Negative Konjunkturdaten haben am Donnerstag an den Bondmärkten im Euroraum und den USA für steigende Kurse gesorgt. So stiegen die wöchentlichen Erstanträge auf Arbeitslosenhilfe in den USA stärker als erwartet und der Einzelhandelsumsatz im Euro-Raum sank überraschend.

FRANKFURT. Unterstützt wurden die europäischen Bonds auch von einem Kommentar von EZB-Ratsmitglied Klaus Liebscher. Er rechnet damit, dass die derzeit erhöhte Inflation sich abschwächen werde. Dies ließ am Markt die zuletzt gesunkenen Hoffnungen auf Zinssenkungen wieder aufflammen.
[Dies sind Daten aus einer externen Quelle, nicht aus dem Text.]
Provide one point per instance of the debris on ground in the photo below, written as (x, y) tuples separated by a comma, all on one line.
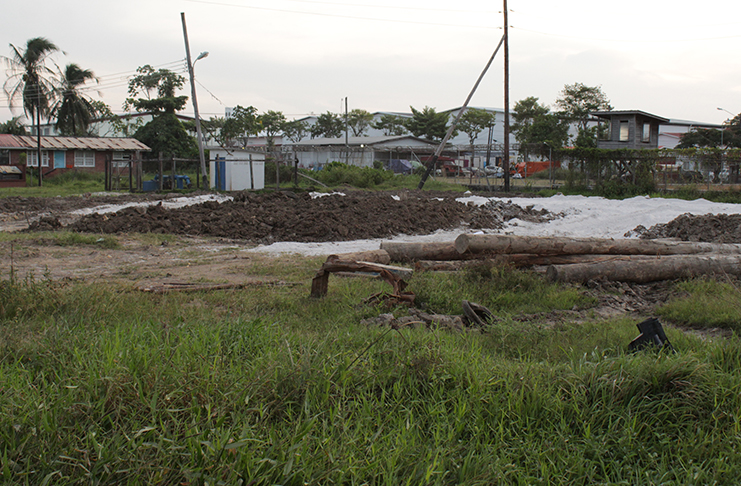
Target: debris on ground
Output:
[(652, 335), (474, 317), (581, 259)]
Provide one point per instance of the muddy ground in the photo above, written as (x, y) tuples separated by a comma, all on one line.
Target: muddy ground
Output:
[(211, 241)]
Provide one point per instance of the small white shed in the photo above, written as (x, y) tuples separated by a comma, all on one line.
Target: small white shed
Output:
[(237, 169)]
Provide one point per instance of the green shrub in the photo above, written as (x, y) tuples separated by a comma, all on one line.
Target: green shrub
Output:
[(337, 173)]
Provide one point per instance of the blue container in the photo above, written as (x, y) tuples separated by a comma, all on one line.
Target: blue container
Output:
[(150, 186)]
Am späten Nachmittag ließ allerdings der besser als erwartet ausgefallene ISM-Index für den amerikanischen Dienstleistungssektor die Kursgewinne teilweise abschmelzen.

Die Rendite zehnjähriger Bundesanleihen gab leicht auf 3,97 Prozent nach. Der Kurs des Terminkontrakts Bund-Future zog um fünf Basispunkte auf 115,23 Prozent an. Zehnjährige US-Treasuries rentierten bei 3,57 Prozent drei Basispunkte niedriger.

Am Primärmarkt nahm Frankreich 5,145 Mrd. Euro über eine zehnjährige Anleihe auf. Spanien zapfte den Markt mit einem fünfjährigen Papier an. Die Emission hat ein Volumen von 981 Mill. Euro. Großbritannien beschaffte die Rekordsumme von 3,75 Mrd. Pfund (4,78 Mrd. Euro) über einen zweijährigen Gilt.